The University understands the questions and concerns raised by many Rhode Islanders and numerous URI community members since we decided to close two operations on the W. Alton Jones Campus — the Whispering Pines Conference Center and Environmental Education Center. 

We are also disappointed, but given widespread cancellations for the use of the two facilities because of the COVID-19 pandemic and other longstanding financial issues, we felt they were our best course of action. We did not take such steps without long and difficult deliberations about a place that we have supported and developed to serve the young people and professionals of Rhode Island and beyond.

The campus remains open and is an important locus of research projects and field work for classes in our environmental sciences, which have been a central part of the campus since its earliest days.  Its 2,300 acres of woodlands, farmland and waterways have given generations of children and adults experiences that they still treasure today. We can assure everyone that the importance, meaning and impact of the campus on Rhode Island will figure prominently in our discussions as we plan its future use.

Question: The statement I’ve seen says that the Whispering Pines Conference Center and the Environmental Education Center are closing. What about the Alton Jones campus as a whole? Will it remain open and in use for other purposes? Are there other buildings or facilities there that are remaining open?

Answer: The campus grounds are not closed. They remain open for research projects and field work for classes in our environmental sciences, which have been a central part of the campus since its earliest days. In fact, when the University took possession of the land, about 1,000 acres were permanently set aside as a research preserve. Over the years, URI faculty and students have conducted research on wildflowers, salamanders and their movements, aquatic life and the health of the campus’ ponds and ecosystem, fish populations in comparison with those in heavily developed portions of the state, white-tailed deer and erosion control among many others.

Question: NBC10 reported that the road to the campus is blocked off. Wouldn’t it usually be open? Why is it closed?

Answer: Security measures were implemented March 30 due to the  COVID-19 pandemic. Most of the employees were working remotely, and fewer people were on the campus. We limited access to the public for their own safety because there would be no one available if they needed help. Prior to this action, even during full operations the campus was generally not open to visitors in order to ensure the safety of the children enjoying the campus for school field trips and camps and professionals attending conferences.

Question: Someone told us that when Alton Jones (or his family) bequeathed the land to the university they requested that it be preserved and used for education. Is that correct?

Answer: According to an official history of the campus, published in 2012 to mark the campus’ 50 anniversary, the gift of what was then Hianloland Farm to the University from Nettie Marie Jones, the wife of W. Alton Jones, and the W. Alton Jones Foundation, was “made without restriction, which meant that everything that remained on the property–from the buildings, to the towels, to the farm animals and equipment–was included in the gift.” At the dedication on April 18, 1964, Francis Horn, the URI president at the time, envisioned a place that would welcome urban children who could learn and benefit from programs “that develop in young people a sense of adventure and purpose.”

Question: What are the University’s plans for the campus now that the buildings are closing?

Answer: The campus grounds will remain open for research activities and field work for URI students. The history of the campus and its role in environmental education and research will be central to our discussions about its future. 

Question: In regard to the cancellation of summer camps, how many children and how many counselors and other staff are affected?

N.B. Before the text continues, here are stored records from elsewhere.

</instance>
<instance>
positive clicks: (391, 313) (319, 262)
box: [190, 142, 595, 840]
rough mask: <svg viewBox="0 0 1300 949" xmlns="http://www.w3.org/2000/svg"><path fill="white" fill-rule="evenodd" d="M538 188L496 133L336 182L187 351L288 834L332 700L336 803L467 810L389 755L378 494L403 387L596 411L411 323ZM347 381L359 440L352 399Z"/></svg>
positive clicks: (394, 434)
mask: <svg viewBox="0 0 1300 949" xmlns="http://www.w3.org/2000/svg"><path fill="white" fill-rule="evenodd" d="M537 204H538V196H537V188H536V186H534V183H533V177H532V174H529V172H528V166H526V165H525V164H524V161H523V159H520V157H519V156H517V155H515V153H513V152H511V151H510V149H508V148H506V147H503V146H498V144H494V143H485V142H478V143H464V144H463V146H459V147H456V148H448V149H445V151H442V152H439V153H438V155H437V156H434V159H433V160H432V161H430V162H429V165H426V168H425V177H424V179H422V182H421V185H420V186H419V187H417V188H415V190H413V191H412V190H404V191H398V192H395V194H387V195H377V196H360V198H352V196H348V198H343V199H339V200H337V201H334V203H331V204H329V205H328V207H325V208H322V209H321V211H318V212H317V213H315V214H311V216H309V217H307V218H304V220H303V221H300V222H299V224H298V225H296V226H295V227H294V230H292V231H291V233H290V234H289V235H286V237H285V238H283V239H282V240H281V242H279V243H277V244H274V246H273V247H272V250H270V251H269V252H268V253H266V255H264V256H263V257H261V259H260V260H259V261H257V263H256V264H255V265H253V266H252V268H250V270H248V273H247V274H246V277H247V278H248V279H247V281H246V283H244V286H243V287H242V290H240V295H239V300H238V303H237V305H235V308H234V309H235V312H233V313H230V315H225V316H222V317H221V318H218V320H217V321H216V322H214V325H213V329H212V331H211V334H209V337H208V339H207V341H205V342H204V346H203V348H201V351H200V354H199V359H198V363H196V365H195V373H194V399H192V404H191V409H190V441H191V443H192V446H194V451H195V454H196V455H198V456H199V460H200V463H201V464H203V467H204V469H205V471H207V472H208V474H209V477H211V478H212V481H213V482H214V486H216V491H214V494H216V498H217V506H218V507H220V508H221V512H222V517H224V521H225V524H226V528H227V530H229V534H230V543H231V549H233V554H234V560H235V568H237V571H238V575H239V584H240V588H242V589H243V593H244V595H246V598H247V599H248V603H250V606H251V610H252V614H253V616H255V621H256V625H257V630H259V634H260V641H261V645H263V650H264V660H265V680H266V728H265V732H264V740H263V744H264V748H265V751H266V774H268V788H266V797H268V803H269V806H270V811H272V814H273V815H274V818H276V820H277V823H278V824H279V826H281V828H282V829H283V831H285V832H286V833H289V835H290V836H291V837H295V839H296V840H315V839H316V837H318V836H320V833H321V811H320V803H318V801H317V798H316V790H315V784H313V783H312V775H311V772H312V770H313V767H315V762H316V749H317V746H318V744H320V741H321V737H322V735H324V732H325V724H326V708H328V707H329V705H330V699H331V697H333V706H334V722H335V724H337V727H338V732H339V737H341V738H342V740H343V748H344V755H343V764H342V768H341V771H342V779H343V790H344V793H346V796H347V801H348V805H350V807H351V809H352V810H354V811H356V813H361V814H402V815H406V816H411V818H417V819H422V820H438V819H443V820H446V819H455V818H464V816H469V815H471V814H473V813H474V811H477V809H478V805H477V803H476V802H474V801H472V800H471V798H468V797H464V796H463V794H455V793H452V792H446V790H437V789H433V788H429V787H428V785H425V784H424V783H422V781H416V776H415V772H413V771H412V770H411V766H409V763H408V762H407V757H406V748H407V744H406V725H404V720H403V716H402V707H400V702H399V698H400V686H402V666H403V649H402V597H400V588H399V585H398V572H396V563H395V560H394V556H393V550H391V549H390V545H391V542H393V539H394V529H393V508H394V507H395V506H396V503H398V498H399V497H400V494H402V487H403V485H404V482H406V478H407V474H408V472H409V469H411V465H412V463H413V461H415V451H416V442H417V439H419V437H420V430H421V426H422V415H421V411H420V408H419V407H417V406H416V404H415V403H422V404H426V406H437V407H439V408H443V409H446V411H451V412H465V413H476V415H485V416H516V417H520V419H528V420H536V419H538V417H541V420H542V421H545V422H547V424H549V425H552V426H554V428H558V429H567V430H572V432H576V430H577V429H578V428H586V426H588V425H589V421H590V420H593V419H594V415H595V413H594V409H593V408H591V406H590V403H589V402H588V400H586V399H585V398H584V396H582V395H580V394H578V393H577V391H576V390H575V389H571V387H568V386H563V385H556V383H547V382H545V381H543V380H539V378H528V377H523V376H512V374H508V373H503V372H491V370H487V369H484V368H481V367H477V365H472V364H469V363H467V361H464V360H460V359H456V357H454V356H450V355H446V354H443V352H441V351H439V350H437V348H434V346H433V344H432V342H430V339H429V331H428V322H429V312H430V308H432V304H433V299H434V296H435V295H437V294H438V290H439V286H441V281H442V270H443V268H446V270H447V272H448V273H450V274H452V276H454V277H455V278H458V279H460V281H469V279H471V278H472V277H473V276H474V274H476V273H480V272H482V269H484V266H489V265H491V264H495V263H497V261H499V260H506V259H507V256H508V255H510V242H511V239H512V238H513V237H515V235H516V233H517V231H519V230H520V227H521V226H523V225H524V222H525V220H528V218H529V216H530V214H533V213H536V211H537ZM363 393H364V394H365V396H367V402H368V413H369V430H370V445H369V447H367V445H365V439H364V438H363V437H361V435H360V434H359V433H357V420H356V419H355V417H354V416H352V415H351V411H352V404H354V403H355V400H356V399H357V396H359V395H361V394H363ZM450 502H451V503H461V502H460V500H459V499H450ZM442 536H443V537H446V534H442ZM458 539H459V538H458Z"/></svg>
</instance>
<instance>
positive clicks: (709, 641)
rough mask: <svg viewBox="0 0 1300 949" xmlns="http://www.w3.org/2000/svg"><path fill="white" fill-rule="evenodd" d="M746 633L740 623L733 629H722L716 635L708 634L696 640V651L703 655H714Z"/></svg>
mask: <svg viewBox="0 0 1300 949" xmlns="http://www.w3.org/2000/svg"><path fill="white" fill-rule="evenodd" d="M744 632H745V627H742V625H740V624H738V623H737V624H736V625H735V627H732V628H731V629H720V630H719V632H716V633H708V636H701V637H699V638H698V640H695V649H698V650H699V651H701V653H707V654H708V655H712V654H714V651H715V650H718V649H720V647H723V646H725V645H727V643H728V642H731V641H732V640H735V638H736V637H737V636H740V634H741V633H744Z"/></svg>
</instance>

Answer:  For the discontinued summer camps we were expecting about 1,000 campers and counselors.

Question: I know that weddings are held at the campus. Are there plans to still hold weddings there this summer?

Answer: We discontinued weddings a few years ago because they weren’t profitable.

Question: Are there plans to sell the land?

Answer: There are no plans to sell the land.

Question: Would this decision have been made if the coronavirus pandemic had not occurred?

Answer: The Whispering Pines Conference Center and the Environmental Education Center on the W. Alton Jones Campus of the University of Rhode Island have been struggling financially for several years. The decision to close them in early July comes after many efforts by the University to improve the financial situation.

Given COVID-19 related health and safety directives enacted this year to support summer camps and events, the University determined it would be cost prohibitive to try to maintain these activities in the current financial climate. We know that Whispering Pines and the EEC have been enjoyed and supported by thousands of adults and youngsters.

Seventeen staff members are currently employed at the campus.  A maintenance crew will remain on site and where possible employees will be placed in available positions at the University to minimize employment impacts from this decision.